Neighbourhood in Jamshed Town, Karachi, Sindh, Pakistan

Sohrab Katrak Parsi Colony is one of the neighbourhoods of Jamshed Town in Karachi, Sindh, Pakistan.

==History==
In 1920, the Zoroastrians (Parsis) of Karachi purchased 96,000 square yards of land to create a dedicated neighborhood, reflecting their social and cultural values. The neighborhood, named after Sir Kawasji Hormasji Katrak, was carefully planned with 58 plots, each around 1,000 square yards, wide roads, and a central area for community amenities such as a garden and a library.

Despite a decline in the Parsi population over time, the Banu Mandal community center and Bhedwar Library remain central to the colony, especially during religious festivities. These buildings continue to serve as hubs for the remaining Parsi residents.

After the independence of Pakistan in 1947, the demographic composition of the colony changed with the migration of Muslims to the country. Over the years, the majority of residents shifted to Muslim ethnic groups, including Muhajirs, Punjabis, Sindhis, Kashmiris, Seraikis, Pakhtuns, Balochis, and smaller communities of Memons, Bohras, Ismailis, and Christians.

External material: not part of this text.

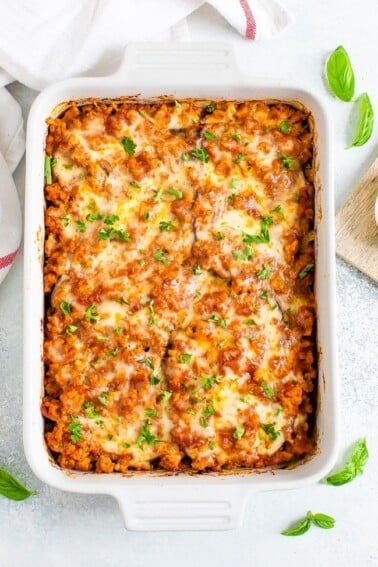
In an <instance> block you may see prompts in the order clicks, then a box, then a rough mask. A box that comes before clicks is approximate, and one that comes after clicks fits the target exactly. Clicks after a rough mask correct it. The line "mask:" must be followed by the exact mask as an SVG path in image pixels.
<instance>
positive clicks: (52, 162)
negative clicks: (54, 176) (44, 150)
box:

The Parsi Colony is known for its well-planned infrastructure, including low boundary walls, manicured gardens, old trees, and community areas, reflecting the Parsis' vision of modern urban living with open spaces and community bonding. The neighborhood's distinct charm offers a different urban environment in Karachi, one where walking is unrestricted and the streets are more relaxed than in other parts of the city. Despite the demographic changes, the colony maintains its sense of community and thoughtful layout.

There are several ethnic groups including Muhajirs, Punjabis, Sindhis, Kashmiris, Seraikis, Pakhtuns, Balochis, Memons, Bohras Ismailis and Christians.